Molecular diagnostics

Microbiological food safety is highly dependent on food sampling and analysis for presence of harmful microorganisms, bacteria and viruses. However, conventional methods based on culture and biochemical characterisation of pathogenic bacteria are usually slow and laborious.  

Consequently, there is a strong wish in the food industry to replace these methods with rapid, robust and cost-effective molecular methods.

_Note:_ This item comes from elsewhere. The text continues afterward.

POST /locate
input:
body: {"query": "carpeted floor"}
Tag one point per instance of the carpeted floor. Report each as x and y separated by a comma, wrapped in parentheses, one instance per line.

By using such methods, the food producing companies can quickly determine, via their own control procedure, that their products are free of pathogens, and thereby reduce the time in quarantine or reduce the costs of own control.

The public food inspection authorities also need rapid detection methods for pathogens or specific genes to allow them to take rapid action, e.g. banning and withdrawing specific contaminated products from the market. 

The faster harmful microorganisms can be detected in food, the faster action can be taken, and the faster the authorities can take a product off the market, and the fewer consumers will get sick.

Rapid and robust laboratory methods are therefore an advantage for the food industry, food authorities and consumers.

A prerequisite for using such rapid methods is that they have been properly validated against conventional methods and have been demonstrated to be equally good or better.

The National Food Institute, Technical University of Denmark works on developing new rapid, cost-effective methods to detect bacteria and viruses in food, feed and primary production.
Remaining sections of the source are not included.